Jupiter’s Magnetic Field Is Unlike Anything We’ve Ever Seen, Finds New Juno Study
Jupiter’s magnetic field is truly unique, reveals a new study just published in the journal Nature. The gas giant, the biggest planet in our solar system, not only has the strongest magnetic field of all the other planets, but also the most unusual one.
“We find that Jupiter’s magnetic field is different from all other known planetary magnetic fields,” the authors wrote in their paper, based on recent observation made by NASA’s Juno spacecraft.
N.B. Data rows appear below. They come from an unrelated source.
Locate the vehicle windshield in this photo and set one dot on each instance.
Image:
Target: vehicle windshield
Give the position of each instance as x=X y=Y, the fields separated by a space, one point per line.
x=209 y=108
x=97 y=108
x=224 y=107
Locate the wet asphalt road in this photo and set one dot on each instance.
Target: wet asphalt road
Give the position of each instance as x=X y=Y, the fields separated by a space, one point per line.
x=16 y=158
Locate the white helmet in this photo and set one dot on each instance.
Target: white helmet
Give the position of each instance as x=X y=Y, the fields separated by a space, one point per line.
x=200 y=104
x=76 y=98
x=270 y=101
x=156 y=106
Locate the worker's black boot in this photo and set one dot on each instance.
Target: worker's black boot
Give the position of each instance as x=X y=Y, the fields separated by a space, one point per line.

While Earth and Saturn have magnetic fields that resemble a bar magnet, with the magnetic flux emerging from the north pole and traveling across the planet to return to the south pole, that of Jupiter is a lot more complicated and actually looks even stranger than those of Neptune and Uranus — messy, weaker magnetic fields mirroring several crisscrossed bar magnets.
‘Split Personality’
What makes Jupiter’s magnetic field one-of-a-kind is that it seems to suffer from a case of “split personality,” reports Science News, boasting a non-dipolar northern hemisphere and an utterly dipolar southern hemisphere. More to the point, in Jupiter’s case the magnetic flux springs out from a narrow band near the north pole and returns to two separate spots instead of just one.
One of these spots is located in the proximity of the south pole, whereas the other one is found south of the planet’s equator and has been dubbed the Great Blue Spot — in relation to the south pole of a bar magnet, often imaged in blue.
This means that Jupiter’s magnetic field essentially has one north pole and two south poles, notes Popular Mechanics.
According to study lead author Kimberly Moore, a Ph.D. student at Harvard University in Cambridge, Massachusetts, the magnetic field around Jupiter is “a baffling puzzle.”
Its “hemispheric dichotomy,” as Gizmodo puts it, is more than surprising considering that, before Juno started orbiting Jupiter in 2016, astronomers believed the planet’s magnetic field was very similar to that of Earth.
Mapping Jupiter’s Magnetic Field
Until Juno began its scientific mission in the gas giant’s system, “our best maps of Jupiter’s field closely resembled Earth’s,” said Moore, who added that: “We were baffled at first, since the field Juno was showing us was nothing like we expected.”
Her team used Juno data to map Jupiter’s magnetic field at four separate depths, starting from the planet’s surface and working their way toward the interior. This led to the discovery of the narrow band at the planet’s north pole, as well as of the Great Blue Spot — unrelated to Jupiter’s iconic Great Red Spot, a massive hurricane that has been raging south of the planet’s equator for more than 3.5 centuries, the Inquisitr previously reported.
“Within Jupiter, most of the flux emerges from the dynamo region in a narrow band in the northern hemisphere, some of which returns through an intense, isolated flux patch near the equator. Elsewhere, the field is much weaker,” the scientists explained in the paper.
Jupiter's "baffling" magnetic field is unlike any other https://t.co/TuYMu9AoYQ pic.twitter.com/hP3ohyH2nx
— Gizmodo (@Gizmodo) September 5, 2018
These findings “complicate our picture of Jupiter’s interior,” said Moore, because they suggest that the planet could have a much more intricate internal structure than previously anticipated.
Possible Explanations For Jupiter’s Eccentric Magnetic Field
In order to explain the bizarre shape of Jupiter’s magnetic field, the researchers speculate that the gas giant’s core was subjected to extreme pressure and incredibly high temperatures. This could have made the hydrogen gas within the planet’s interior turn into liquid metallic hydrogen and become as electrically conductive as the molten metals that generate Earth’s magnetic field — a fluid layer of iron, nickel, and other metals wrapped around our planet’s inner core and measuring 1,242 miles in diameter, the Inquisitr previously reported.
As a result, Jupiter’s core “might have dissolved, and mixed with the inner half of the planet,” creating a convoluted magnetic field, said Moore.
Another possibility is that the mixture of hydrogen and helium which makes up Jupiter’s composition may have given rise to helium rains inside the planet, which “could alter the magnetic field,” she pointed out.
“Jupiter’s winds might also reach down to depths where there’s sufficient electrical conductivity to affect the field,” Moore described a third possible scenario.
Additional Juno observations could help settle the matter once and for all. The basketball court-sized spacecraft is scheduled to continue studying Jupiter until 2021, the Inquisitr recently reported, and is expected to beam back even more data on the gas giant’s peculiar magnetic field.
“There’s a lot more data to collect, so hopefully there will be more things to investigate,” said Moore. “The internal structures we propose are speculative. One, or multiple, or none could be true.”